Y en el manejo de la pandemia: pincharon nervios muy sensibles de la sociedad. El nervio de la vida y la muerte, el nervio de la economía y el nervio, también fuerte, de la educación. Tampoco alcanzó la política de vacunación. 

Anoche se rompió una máxima histórica que indicaba que el peronismo unificado no puede perder elecciones. Lo que ocurrió con Javier Milei es muy interesante. Su propuesta termina siendo un vehículo para el descontento generalizado. Eso explica el porcentaje. Lo mismo con la izquierda, aunque esperable. En general cuando tenés procesos de mucho descontento político la izquierda suele tener buenos resultados."

Martín Plot, investigador de Teoría Política de Conicet, docente de Teoría de la Democracia en Unsam.

"Hay un juego de palabras que puede funcionar para explicar qué pasó ayer: la política, las políticas y los políticos. No sé si Cristina, pero definitivamente Alberto Fernández no entendió que lo de 2019 era meramente un comienzo y que le quedaba mucho trabajo por hacer. Alberto, creo, falló enormemente en encabezar su armado de esa coalición y este fracaso es el resultado de eso.  

Sobre las políticas, el Estado argentino, quebrado, en una situación de crisis económica devastadora, inyectó recursos para los más desfavorecidos por el parate por la pandemia. Pero fue insuficiente la articulación de eso en su discurso. Faltó más comprensión y menos retos. Tener una posición clara no implica tener una posición rígida. Son errores porque Alberto Fernández nunca encontró la forma de construir su pata en la coalición y por lo tanto trató de ejercer la autoridad de una forma que no era la propia. Y que llevó a debilitarlo, más que a fortalecerlo.  

Alberto, creo, falló enormemente en encabezar su armado de esa coalición y este fracaso es el resultado de eso.

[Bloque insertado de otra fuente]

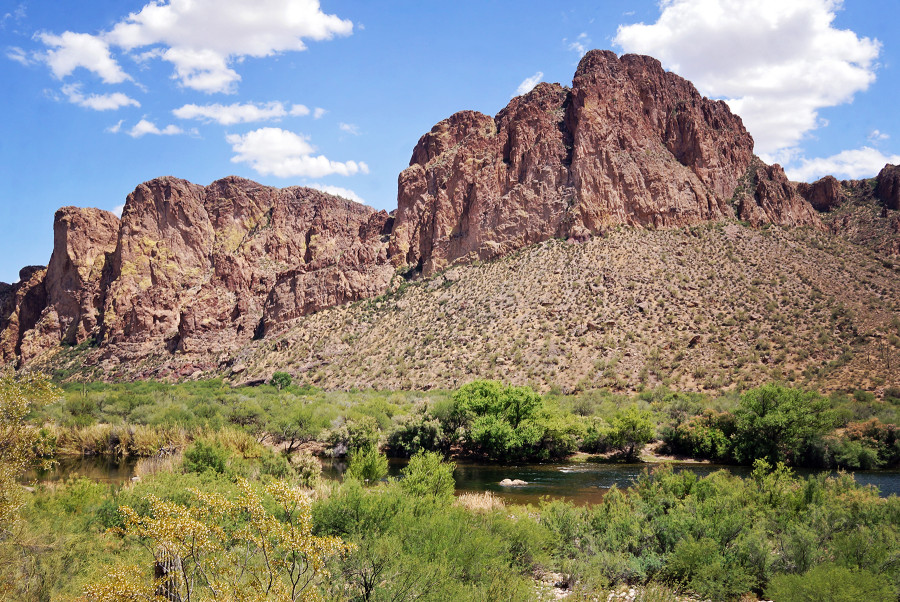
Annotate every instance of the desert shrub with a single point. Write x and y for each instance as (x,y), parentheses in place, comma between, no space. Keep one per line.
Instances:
(280,380)
(428,476)
(778,423)
(367,465)
(831,583)
(630,430)
(703,436)
(414,433)
(201,456)
(308,469)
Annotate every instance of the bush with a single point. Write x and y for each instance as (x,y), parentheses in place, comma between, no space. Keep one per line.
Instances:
(630,431)
(428,476)
(280,380)
(831,583)
(414,433)
(367,465)
(201,456)
(780,424)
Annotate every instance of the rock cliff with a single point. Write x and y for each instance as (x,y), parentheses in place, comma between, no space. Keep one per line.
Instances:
(198,272)
(627,144)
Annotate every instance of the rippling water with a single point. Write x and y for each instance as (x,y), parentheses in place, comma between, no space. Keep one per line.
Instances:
(582,483)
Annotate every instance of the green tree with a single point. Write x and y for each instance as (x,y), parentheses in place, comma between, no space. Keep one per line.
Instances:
(367,465)
(280,380)
(631,431)
(780,424)
(428,476)
(19,441)
(224,550)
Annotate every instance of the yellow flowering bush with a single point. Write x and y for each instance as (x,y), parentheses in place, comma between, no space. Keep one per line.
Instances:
(219,549)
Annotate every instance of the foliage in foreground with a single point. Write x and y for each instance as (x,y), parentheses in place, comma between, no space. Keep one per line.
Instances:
(217,548)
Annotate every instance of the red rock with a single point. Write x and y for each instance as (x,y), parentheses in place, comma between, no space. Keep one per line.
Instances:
(628,144)
(824,194)
(21,305)
(887,186)
(776,201)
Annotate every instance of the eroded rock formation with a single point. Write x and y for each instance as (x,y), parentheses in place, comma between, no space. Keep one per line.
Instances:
(628,144)
(200,271)
(824,194)
(888,186)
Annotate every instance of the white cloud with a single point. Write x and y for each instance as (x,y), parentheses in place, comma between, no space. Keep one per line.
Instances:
(98,102)
(528,84)
(143,127)
(14,53)
(232,114)
(777,63)
(581,44)
(864,162)
(204,38)
(338,191)
(273,151)
(349,128)
(73,50)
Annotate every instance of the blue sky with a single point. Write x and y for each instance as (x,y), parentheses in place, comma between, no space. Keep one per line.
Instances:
(103,95)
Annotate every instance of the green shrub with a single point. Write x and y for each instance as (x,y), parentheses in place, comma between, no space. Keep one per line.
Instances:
(780,424)
(280,380)
(831,583)
(367,465)
(202,456)
(428,476)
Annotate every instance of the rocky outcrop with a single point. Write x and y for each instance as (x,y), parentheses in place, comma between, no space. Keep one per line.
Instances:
(21,305)
(207,269)
(824,194)
(628,144)
(199,271)
(887,188)
(773,199)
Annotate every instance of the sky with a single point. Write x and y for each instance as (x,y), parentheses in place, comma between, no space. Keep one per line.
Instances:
(100,96)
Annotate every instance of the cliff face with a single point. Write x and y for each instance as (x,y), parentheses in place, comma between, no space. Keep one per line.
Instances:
(207,269)
(193,269)
(628,144)
(198,272)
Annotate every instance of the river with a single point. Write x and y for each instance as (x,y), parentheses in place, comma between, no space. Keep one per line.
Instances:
(581,483)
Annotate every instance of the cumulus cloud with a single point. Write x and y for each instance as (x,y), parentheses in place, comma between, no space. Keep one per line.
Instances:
(581,44)
(14,53)
(204,38)
(863,162)
(144,127)
(338,191)
(528,84)
(239,113)
(70,51)
(776,63)
(233,113)
(282,153)
(98,102)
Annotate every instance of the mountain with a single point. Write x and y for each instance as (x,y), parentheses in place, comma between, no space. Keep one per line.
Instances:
(672,229)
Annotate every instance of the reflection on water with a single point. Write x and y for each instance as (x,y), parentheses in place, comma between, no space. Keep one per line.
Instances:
(582,483)
(96,468)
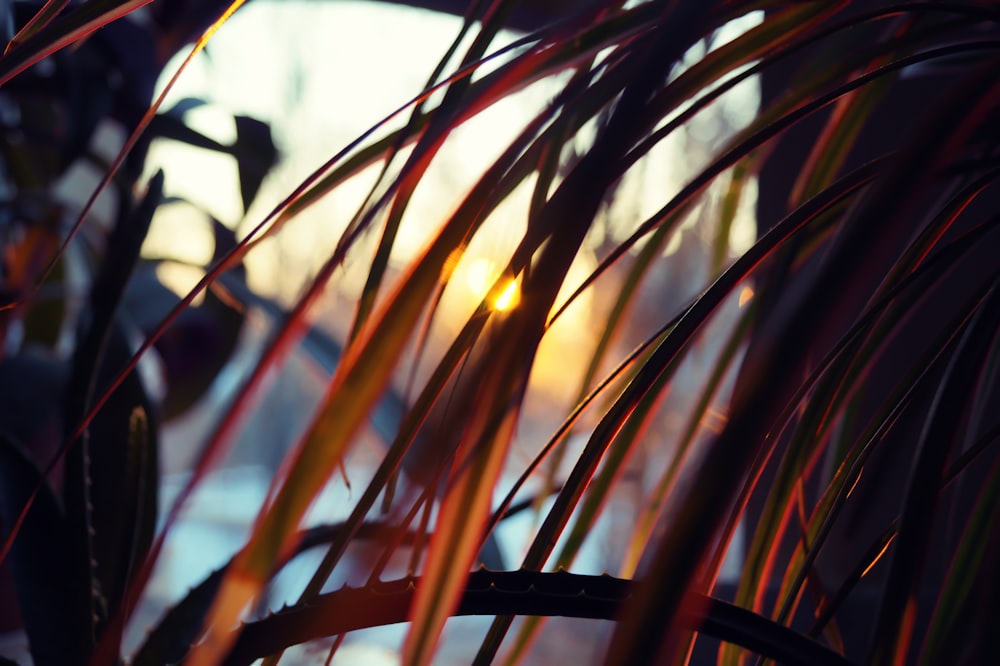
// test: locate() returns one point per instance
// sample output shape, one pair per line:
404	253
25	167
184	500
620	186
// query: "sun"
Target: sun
509	296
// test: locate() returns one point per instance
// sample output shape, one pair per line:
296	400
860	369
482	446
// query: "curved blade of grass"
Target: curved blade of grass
362	375
60	33
573	207
898	610
44	16
908	275
947	634
521	592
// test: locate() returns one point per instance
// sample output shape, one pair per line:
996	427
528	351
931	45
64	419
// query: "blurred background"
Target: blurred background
320	74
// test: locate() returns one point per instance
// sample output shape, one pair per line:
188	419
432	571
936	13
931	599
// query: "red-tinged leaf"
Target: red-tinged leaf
777	356
60	33
897	614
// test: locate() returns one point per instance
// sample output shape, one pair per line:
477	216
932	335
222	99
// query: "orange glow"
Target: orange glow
714	421
508	298
879	556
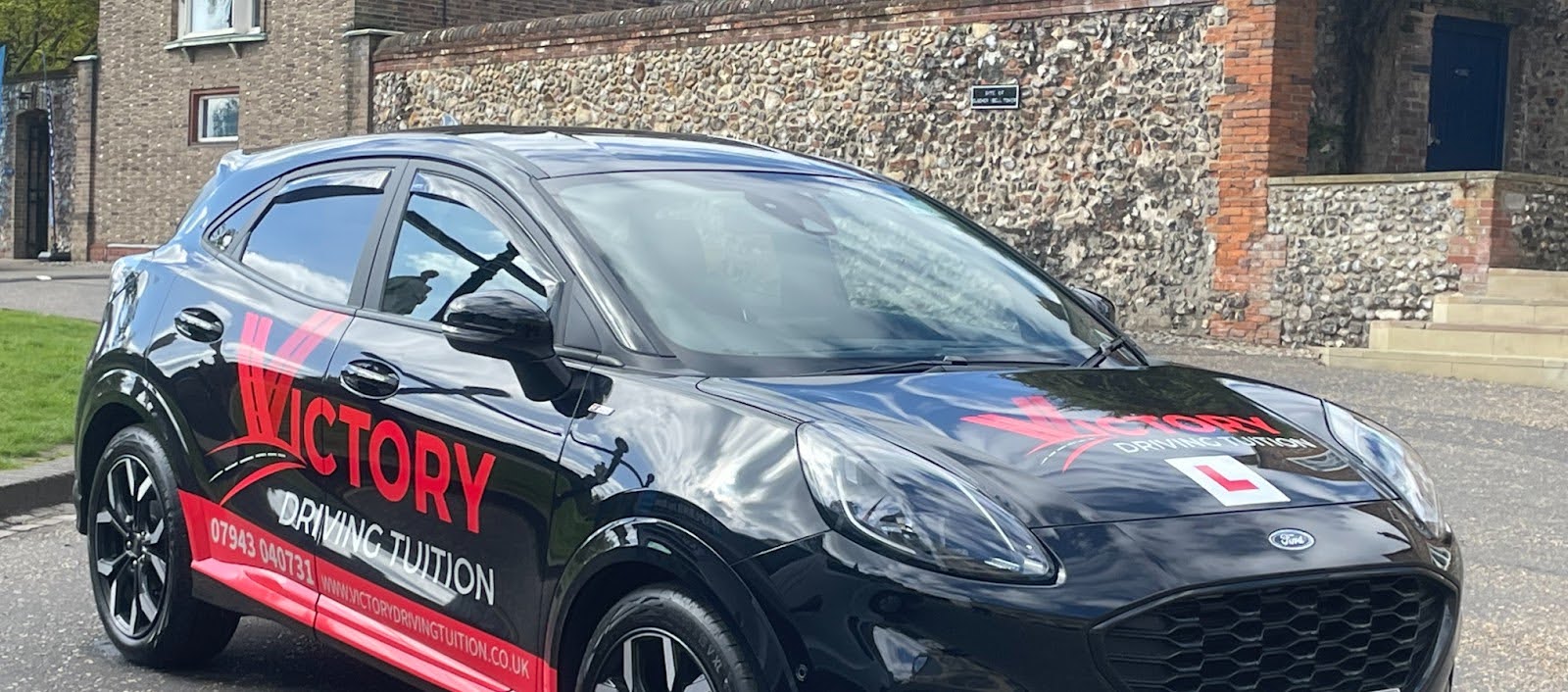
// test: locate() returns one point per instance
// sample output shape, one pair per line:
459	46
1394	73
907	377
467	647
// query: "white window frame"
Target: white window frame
200	112
247	20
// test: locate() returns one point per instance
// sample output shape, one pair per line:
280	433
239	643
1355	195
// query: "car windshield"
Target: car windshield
819	272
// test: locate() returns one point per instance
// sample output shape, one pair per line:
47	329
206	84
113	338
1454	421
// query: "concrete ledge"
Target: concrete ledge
1411	177
38	485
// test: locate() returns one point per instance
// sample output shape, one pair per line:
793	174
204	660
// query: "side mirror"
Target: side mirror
506	325
1097	300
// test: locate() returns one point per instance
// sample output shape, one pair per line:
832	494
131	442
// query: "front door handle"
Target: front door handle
198	323
370	378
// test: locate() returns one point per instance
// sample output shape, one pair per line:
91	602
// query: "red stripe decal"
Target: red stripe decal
259	474
355	611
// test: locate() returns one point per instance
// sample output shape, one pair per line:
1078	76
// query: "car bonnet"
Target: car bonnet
1078	446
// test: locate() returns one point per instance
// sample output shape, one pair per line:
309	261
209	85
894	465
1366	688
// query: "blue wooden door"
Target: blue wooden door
1470	82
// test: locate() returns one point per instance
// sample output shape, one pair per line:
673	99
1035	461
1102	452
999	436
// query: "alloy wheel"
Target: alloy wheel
653	661
130	553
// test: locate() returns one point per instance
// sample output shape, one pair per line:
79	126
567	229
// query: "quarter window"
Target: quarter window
314	232
211	18
216	115
223	234
457	240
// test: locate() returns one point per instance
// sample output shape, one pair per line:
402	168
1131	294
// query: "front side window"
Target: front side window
313	234
457	240
216	117
201	18
784	267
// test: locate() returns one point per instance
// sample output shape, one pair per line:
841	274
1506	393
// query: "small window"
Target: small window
223	234
457	240
216	117
212	18
314	232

Y luego, los políticos. El cumpleaños de Fabiola es devastador para su parte de la coalición y para una enorme parte de la población. El “vacunatorio vip”, también. Esa forma de ejercer el poder, de pensarse distinto por el solo hecho de ser, circunstancialmente, elegido en una elección democrática, es imperdonable para enormes sectores de la población. Y en gran medida para sus propios votantes.